Thursday, October 29, 2009

Where are you, Gardenburger Riblets?


I go to grocery stores frequently. Sometimes just to walk around in them. I like the sea of colors the packages make in the aisles, reading the labels of hazardous materials that the rest of the world thinks is food, and talking to elderly peeps, which make up like 90% of the people who shop in the early morning like I do. And who doesn't love snooping into other people's carts, all the while thinking,They want to buy that?

For the past couple of months, I've been disappointed by the frozen faux meat section of nearly every grocery store I've set foot in. Where are the Gardenburger Riblets?! They offered a delicious alternative to the trite veggie burger and would kick any chickun patty's ass in savory points. The yummy, sweet, molassesy sauce of the riblet reminded me of past bbq's when a host would never dream of making an uninspiring, jumbo sized salad in my honor.

Morningstar has now made a riblet of their own, but who cares? The sauce kinda sucks compared to Gardenburger. Is there a rule that only one company can make a mock rib at a time? I need answers...in the form of ribs.

Monday, October 26, 2009

An Episode in Racialized Sexism

I have been pretty jokey so far in the blog but after reading a bit from Gloria Steinem's Revolution From Within I feel that it would be good for me to express something from my life that is hardly given space for discussion.

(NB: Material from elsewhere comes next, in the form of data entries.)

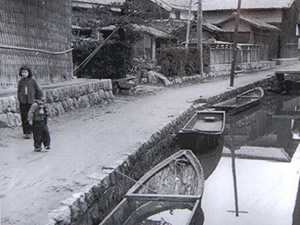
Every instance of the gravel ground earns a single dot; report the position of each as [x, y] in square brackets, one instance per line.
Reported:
[32, 184]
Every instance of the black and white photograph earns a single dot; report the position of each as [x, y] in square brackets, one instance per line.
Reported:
[149, 112]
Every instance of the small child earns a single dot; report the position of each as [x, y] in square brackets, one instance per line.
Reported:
[37, 118]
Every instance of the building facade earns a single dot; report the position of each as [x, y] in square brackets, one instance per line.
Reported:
[36, 33]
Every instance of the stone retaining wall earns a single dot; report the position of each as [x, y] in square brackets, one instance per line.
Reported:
[286, 61]
[60, 100]
[91, 206]
[225, 69]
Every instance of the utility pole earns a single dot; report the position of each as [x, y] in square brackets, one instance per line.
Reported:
[199, 35]
[187, 39]
[234, 50]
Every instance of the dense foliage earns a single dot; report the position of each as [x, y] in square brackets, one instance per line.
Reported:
[176, 61]
[113, 60]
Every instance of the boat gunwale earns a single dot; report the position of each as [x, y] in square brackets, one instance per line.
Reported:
[192, 130]
[226, 104]
[194, 162]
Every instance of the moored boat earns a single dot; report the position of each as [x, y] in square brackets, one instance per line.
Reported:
[203, 131]
[242, 101]
[177, 183]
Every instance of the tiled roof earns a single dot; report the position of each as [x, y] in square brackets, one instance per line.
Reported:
[152, 31]
[210, 5]
[245, 4]
[254, 22]
[95, 2]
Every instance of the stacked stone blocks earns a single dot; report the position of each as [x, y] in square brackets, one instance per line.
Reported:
[60, 100]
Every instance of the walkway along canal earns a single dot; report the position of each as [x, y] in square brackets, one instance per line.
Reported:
[68, 180]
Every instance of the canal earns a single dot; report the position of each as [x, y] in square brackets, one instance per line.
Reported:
[256, 179]
[252, 175]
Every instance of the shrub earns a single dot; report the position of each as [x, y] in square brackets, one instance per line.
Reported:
[114, 60]
[176, 61]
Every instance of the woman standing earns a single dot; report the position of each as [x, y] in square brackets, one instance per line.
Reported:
[28, 91]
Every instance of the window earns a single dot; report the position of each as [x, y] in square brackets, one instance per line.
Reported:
[297, 29]
[177, 14]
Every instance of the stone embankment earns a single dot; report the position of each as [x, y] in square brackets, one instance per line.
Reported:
[60, 99]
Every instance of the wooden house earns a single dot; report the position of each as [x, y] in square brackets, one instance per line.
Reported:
[284, 14]
[38, 34]
[252, 31]
[87, 18]
[152, 40]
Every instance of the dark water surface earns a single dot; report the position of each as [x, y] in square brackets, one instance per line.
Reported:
[257, 145]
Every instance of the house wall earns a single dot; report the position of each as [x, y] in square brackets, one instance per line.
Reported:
[269, 16]
[150, 10]
[184, 14]
[288, 40]
[38, 25]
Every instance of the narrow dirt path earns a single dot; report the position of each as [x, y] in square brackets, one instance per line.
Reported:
[32, 184]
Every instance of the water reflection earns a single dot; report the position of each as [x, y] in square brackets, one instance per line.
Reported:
[270, 131]
[167, 213]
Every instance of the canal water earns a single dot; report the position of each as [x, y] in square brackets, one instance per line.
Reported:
[252, 175]
[256, 179]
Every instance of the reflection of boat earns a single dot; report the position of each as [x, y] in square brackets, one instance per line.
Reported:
[292, 86]
[242, 101]
[209, 160]
[204, 130]
[175, 183]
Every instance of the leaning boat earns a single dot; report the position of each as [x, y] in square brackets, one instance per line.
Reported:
[203, 131]
[177, 183]
[242, 101]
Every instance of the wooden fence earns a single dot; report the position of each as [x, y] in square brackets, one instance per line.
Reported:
[222, 53]
[36, 33]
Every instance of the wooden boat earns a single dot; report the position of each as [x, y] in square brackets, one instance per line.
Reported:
[242, 101]
[176, 183]
[203, 131]
[292, 87]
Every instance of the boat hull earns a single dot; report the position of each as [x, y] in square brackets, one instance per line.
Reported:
[129, 212]
[178, 183]
[241, 102]
[202, 132]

Two days ago, after hanging out with my friend, we both went to the subway station to get on our respective trains to go home. He went through the turnstile fine but my card was messed up. The kiosk wasn't accepting bills so I thought a bit about what I was going to do. Then I heard a man mention the situation to me, I thought, in the collective "let's complain about incompetency/inconvenience" way that many people like to do but I find irritating. When I looked up, I saw that it was a homeless man and that he related the situation to me so that I would buy a Metrocard from him and not the kiosk that uses credit cards instead of bills. I politely declined but he kept trying to persuade me. He got angry and said that it wasn't a scam and that this is how he can support himself and his family on the street.

I began to feel harassed and targeted as he continued to pursue the issue with me and not one of the several other young people who needed to use the kiosk. I thought about what made me so special to single out. I came to the conclusion that it was because I am a young African American woman and he an older African American man. Though I am more financially privileged, he used his dominance of gender placed within the construct of race to try to make me feel small and like a traitor for not buying a Metrocard from him. He made this quite clear when I finally bought my Metrocard from the kiosk and he shouted "That's cold. We black." Additionally, when he brought up the fact that he supports his children and wife this way, I felt that he tried to appeal to whatever empathy he may have thought I naturally had for children or domesticity because I am a woman.

After the predicament, I felt demeaned and upset. It was another episode in my life where the value of my words didn't matter, only the preconceived notions about my appearance.

I've shared this story because I feel like the situation is very race and gender specific and those type of stories aren't normalized within our culture. Many people who don't identify as being a person of color and a woman may think this incident is insignificant and that I shouldn't take what a homeless person says seriously because they are somehow immune to being prejudice. Yet, if you put this situation in the boardroom, church, anywhere, it's the same story of racialized sexism. The best thing that we can all do is think critically about how we respond to people's identities, before he or she says anything, and what that says about how we think about ourselves.